A US government watchdog report said on Monday that it is fairly certain that former Afghan President Ashraf Ghani did not flee Kabul with the Taliban in control of it with millions of dollars in stolen cash.
The report of the Special Inspector General for Afghanistan Reconstruction (SIGAR) to be published on Tuesday is provisional, pending further answers from Ghani.
Politico newspaper was the first to reveal the case, based on interviews it conducted with witnesses and officials who were with Ghani in helicopters that carried the hastily fleeing from the presidential palace in Kabul on August 15, 2021.
Later, several reports indicated that Ghani and other officials took with them about $169 million in Afghan government funds, which Ghani strongly denied.
The report stated that “although (Segar) discovered that some cash was taken from the presidential palace and put on board helicopters, the evidence indicates that this money did not exceed one million dollars, and was probably closer in value to 500,000.”

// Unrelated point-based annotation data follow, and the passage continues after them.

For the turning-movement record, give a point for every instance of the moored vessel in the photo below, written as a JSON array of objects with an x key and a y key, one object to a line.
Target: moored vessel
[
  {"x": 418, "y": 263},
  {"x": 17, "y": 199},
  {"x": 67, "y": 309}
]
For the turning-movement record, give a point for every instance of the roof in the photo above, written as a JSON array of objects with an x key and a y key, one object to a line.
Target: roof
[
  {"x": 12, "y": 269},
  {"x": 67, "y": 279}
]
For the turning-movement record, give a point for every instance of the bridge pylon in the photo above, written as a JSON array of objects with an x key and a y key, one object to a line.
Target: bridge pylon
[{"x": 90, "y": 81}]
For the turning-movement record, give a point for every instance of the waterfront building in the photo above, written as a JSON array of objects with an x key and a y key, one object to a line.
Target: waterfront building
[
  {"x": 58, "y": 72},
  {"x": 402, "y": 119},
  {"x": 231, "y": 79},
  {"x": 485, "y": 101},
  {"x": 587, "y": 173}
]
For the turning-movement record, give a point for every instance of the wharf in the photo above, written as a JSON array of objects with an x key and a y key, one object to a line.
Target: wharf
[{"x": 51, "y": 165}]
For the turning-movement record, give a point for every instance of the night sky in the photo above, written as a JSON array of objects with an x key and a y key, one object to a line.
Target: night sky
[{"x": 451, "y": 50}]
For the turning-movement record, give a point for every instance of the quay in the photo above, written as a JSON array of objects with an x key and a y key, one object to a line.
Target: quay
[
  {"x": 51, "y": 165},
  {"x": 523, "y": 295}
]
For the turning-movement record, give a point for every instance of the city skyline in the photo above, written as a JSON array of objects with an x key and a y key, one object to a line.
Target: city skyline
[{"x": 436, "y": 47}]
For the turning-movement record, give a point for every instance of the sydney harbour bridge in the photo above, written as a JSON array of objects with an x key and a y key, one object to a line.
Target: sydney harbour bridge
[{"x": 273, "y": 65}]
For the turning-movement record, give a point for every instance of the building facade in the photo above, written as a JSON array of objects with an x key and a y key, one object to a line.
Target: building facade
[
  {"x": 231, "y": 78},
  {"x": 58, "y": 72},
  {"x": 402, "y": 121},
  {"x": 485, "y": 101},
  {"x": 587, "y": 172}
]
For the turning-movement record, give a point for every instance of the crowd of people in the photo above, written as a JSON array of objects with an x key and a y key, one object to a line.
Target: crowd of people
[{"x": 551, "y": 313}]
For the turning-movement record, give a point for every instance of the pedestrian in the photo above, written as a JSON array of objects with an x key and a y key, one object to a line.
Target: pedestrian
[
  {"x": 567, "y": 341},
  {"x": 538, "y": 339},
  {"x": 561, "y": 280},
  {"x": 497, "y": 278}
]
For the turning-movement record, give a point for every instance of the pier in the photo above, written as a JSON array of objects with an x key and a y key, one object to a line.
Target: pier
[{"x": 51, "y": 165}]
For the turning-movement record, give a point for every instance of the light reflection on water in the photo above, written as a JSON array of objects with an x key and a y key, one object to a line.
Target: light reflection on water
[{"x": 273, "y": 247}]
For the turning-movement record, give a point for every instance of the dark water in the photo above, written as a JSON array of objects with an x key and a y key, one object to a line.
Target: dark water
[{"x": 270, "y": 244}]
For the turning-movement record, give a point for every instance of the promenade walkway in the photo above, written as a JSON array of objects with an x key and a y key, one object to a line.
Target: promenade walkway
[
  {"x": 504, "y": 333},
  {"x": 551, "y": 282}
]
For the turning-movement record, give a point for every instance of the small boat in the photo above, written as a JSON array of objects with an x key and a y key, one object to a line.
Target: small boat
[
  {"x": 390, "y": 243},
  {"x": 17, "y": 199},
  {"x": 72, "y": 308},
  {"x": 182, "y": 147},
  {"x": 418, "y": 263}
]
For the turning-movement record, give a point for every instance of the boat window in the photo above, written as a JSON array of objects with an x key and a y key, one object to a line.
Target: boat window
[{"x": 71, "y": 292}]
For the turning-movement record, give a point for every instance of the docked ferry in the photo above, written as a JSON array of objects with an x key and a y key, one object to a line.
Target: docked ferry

The watchdog based this assessment on interviews with witnesses and relevant officials, all of whom said they saw no indications of such large sums of cash on board the helicopters that were crowded with fugitives.
“The $169 million in $100 bills constitute a mass of 3,722 pounds, or about two tons,” Segar said, adding that witnesses reported “a small number of baggage” on planes without cargo compartments.

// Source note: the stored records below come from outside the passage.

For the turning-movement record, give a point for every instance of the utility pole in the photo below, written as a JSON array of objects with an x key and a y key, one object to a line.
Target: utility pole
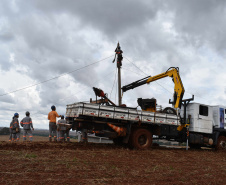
[{"x": 118, "y": 53}]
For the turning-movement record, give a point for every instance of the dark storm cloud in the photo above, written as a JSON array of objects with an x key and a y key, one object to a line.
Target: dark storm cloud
[
  {"x": 200, "y": 22},
  {"x": 111, "y": 17},
  {"x": 5, "y": 99}
]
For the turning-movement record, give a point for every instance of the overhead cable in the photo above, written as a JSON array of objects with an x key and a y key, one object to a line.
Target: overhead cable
[{"x": 55, "y": 77}]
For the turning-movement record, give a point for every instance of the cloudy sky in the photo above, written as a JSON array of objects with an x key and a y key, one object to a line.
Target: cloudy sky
[{"x": 53, "y": 52}]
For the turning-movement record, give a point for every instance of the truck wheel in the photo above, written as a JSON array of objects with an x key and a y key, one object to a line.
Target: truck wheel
[
  {"x": 195, "y": 146},
  {"x": 221, "y": 143},
  {"x": 142, "y": 139},
  {"x": 118, "y": 141},
  {"x": 169, "y": 110}
]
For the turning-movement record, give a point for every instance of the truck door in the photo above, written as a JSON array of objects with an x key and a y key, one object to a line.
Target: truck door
[{"x": 204, "y": 119}]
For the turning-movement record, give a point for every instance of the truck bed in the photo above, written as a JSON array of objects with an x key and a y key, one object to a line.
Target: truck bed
[{"x": 119, "y": 113}]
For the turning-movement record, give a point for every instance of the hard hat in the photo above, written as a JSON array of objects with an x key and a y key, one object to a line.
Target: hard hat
[
  {"x": 53, "y": 107},
  {"x": 16, "y": 114}
]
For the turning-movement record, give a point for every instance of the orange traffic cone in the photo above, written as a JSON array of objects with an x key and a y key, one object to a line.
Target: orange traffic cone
[{"x": 120, "y": 130}]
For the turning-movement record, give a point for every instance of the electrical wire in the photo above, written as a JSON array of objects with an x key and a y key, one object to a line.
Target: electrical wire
[
  {"x": 147, "y": 75},
  {"x": 55, "y": 77},
  {"x": 59, "y": 102},
  {"x": 113, "y": 83}
]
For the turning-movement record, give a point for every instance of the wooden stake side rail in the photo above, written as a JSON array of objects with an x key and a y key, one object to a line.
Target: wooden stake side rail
[{"x": 120, "y": 113}]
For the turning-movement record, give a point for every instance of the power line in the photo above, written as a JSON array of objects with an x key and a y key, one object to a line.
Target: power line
[
  {"x": 55, "y": 77},
  {"x": 113, "y": 83},
  {"x": 147, "y": 74}
]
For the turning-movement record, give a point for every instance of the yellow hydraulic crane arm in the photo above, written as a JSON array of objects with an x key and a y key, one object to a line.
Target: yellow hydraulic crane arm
[{"x": 171, "y": 72}]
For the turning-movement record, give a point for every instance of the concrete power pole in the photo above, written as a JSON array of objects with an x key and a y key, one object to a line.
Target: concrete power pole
[{"x": 118, "y": 53}]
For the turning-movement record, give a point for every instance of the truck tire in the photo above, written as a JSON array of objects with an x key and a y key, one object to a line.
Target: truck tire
[
  {"x": 221, "y": 143},
  {"x": 195, "y": 146},
  {"x": 169, "y": 110},
  {"x": 141, "y": 139},
  {"x": 118, "y": 141}
]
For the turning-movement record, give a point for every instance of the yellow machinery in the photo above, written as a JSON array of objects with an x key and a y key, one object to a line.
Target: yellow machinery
[{"x": 150, "y": 104}]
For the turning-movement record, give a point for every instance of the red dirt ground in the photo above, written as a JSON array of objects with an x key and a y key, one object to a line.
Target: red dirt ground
[{"x": 42, "y": 162}]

A former official stated that one of the officials carried about $200,000 with him and another about 240,000, while others had “five or ten thousand dollars in their pockets, and no one had millions.”
If the certificates are correct, the report estimated the total amount of money on board the three planes “at about $500,000, of which $440,000 is owned by the Afghan government.”

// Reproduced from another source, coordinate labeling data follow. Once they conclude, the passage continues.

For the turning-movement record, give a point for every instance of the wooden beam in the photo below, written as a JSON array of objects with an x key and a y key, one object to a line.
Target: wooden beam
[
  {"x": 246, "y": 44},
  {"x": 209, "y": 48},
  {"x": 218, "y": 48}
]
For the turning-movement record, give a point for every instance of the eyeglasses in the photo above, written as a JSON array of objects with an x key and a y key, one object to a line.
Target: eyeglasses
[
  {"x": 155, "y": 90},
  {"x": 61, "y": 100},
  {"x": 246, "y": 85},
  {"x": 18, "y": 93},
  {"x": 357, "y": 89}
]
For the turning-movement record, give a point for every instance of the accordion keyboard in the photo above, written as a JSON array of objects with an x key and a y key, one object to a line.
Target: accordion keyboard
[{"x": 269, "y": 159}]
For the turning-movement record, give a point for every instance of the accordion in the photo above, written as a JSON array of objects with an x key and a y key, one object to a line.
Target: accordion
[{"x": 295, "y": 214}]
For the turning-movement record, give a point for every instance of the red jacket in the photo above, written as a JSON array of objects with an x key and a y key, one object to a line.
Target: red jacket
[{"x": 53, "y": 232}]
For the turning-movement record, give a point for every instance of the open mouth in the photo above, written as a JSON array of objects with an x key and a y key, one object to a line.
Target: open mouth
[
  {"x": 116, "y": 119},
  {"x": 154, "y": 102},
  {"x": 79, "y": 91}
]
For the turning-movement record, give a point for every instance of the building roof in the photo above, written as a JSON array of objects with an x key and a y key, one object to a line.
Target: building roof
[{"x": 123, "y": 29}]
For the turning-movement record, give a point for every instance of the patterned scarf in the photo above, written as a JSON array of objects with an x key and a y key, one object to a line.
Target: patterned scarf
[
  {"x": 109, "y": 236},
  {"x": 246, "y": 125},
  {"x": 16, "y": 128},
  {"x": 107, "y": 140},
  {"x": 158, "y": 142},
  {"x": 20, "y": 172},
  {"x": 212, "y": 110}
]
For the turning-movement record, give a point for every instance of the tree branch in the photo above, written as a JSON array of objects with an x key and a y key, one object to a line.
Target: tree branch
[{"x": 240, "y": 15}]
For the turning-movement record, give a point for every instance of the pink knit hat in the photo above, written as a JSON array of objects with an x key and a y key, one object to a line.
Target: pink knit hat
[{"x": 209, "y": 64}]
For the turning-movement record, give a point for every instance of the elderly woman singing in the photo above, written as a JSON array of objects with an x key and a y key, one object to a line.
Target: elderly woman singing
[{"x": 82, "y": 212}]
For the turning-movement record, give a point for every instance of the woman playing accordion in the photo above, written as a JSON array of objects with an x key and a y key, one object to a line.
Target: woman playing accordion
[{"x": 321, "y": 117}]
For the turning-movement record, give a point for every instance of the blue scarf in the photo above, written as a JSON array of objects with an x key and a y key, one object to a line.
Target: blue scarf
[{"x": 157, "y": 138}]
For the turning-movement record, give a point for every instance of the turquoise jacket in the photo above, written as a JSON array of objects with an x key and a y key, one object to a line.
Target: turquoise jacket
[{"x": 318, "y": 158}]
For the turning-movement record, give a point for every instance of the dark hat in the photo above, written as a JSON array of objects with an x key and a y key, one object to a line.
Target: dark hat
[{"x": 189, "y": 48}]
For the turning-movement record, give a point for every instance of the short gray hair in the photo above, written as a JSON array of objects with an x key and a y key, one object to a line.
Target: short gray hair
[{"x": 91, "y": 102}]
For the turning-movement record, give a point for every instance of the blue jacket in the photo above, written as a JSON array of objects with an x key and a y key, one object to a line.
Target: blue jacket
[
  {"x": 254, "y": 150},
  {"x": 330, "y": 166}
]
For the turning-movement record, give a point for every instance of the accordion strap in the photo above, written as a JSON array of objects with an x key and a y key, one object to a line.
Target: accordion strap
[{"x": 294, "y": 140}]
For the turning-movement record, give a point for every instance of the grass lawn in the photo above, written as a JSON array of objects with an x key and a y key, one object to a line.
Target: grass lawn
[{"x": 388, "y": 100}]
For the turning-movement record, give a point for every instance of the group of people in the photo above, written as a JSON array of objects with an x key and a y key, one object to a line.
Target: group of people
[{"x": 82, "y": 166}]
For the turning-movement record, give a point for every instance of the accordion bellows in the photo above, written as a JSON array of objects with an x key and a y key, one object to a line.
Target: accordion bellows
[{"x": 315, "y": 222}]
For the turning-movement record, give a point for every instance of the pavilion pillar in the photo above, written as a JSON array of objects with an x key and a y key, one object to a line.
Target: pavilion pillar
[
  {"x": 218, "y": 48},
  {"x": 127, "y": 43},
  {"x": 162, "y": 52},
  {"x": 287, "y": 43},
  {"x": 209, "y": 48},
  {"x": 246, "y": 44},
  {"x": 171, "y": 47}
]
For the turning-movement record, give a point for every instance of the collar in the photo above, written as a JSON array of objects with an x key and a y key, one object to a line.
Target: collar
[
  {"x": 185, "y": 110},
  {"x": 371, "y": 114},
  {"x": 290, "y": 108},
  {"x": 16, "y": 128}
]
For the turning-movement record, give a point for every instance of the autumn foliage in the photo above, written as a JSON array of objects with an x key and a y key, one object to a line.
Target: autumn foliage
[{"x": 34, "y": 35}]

The report also referred to suspicious circumstances, as “about $5 million in cash was allegedly left in the presidential palace.”
He added that it was not clear where the money came from or what its purpose was, “but it is assumed that members of the Presidential Protection Service shared it after the helicopters left and before the Taliban took over the palace.”
The report pointed out that the opportunity was present to “plunder the coffers of the Afghan government.” But he said, “We don’t have enough evidence to determine with certainty that hundreds of millions of dollars were moved out of the country as the government collapsed, or that the stolen money was donated by the United States.”